In a common but dangerous prank, a chair is pulled away as a person is moving downward to sit on it, causing the victim to land hard on the floor. Suppose the victim falls by 0.60 m, the mass that moves downward is 79.0 kg, and the collision on the floor lasts 0.0840 s. What are the magnitudes of the (a) impulse and (b) average force acting on the victim from the floor during the collision

Answer 1

Answer:

a) I = 270.18 Kg*m/s

b) F = -3216.42N

Explanation:

a) We know that:

I = $P_f -P_i$

Where I is the impulse, $P_f$ is the final momentum and $P_i$ the initial momentum.

so:

I = $MV_f -MV_i$

where M is the mass, $V_f$ is the final velocity and $V_i$ is the initial velocity.
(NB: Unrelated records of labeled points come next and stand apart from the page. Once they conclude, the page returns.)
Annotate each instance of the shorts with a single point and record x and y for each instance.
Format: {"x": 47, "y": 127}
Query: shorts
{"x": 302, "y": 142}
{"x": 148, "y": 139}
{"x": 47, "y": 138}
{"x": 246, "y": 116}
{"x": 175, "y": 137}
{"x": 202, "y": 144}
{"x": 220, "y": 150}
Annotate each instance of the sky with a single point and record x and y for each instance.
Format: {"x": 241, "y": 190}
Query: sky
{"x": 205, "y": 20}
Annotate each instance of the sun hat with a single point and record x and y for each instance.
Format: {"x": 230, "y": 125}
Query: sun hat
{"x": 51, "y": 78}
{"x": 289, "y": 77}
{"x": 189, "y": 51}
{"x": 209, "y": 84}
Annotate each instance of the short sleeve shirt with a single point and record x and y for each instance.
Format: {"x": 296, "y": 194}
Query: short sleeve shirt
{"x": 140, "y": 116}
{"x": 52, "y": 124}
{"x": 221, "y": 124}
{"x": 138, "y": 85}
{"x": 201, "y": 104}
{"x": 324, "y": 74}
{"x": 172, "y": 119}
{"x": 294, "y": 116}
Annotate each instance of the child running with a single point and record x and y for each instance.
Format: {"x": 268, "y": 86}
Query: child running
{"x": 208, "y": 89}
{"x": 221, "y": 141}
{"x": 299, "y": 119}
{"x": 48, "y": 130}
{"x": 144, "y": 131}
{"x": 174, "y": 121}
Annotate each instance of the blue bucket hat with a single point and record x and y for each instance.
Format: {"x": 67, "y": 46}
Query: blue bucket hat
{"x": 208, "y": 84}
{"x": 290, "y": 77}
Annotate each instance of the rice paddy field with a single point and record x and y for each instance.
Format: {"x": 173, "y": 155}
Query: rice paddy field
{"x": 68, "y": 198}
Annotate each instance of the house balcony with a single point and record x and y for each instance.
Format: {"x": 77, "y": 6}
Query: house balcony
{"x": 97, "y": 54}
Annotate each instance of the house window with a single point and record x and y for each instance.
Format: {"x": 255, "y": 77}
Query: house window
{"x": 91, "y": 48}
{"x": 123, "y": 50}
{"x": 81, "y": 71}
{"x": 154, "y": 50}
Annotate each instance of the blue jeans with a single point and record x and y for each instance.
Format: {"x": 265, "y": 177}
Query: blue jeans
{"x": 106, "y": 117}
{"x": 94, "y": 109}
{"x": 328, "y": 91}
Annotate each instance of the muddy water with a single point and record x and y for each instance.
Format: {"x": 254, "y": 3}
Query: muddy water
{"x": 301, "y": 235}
First we have to find the $V_i$. So, using the conservation of energy.

$Mgh = \frac{1}{2}MV_i^2$

where g the gravity and h the altitude. Replacing values, we get:

$(79kg)(9.8m/s)(0.6m) = \frac{1}{2}(79kg)V_i^2$

solving for $V_i$:

$V_i$= 3.42 m/s

Now, replacing in the previus equation:

I = $MV_f -MV_i$

I = $(79kg)(0)-(79kg)(3.42m/s)$

I = -270.18 Kg*m/s

The impulse is negative becuase it is upward.

b) We know that:

Ft = I

where F is the force, t the time and I the impulse.

so, replacing values and solving for F, we get:

F(0.084s) = -270.18 Kg*m/s

F = -3216.42N

The force is negative becuase it is upward.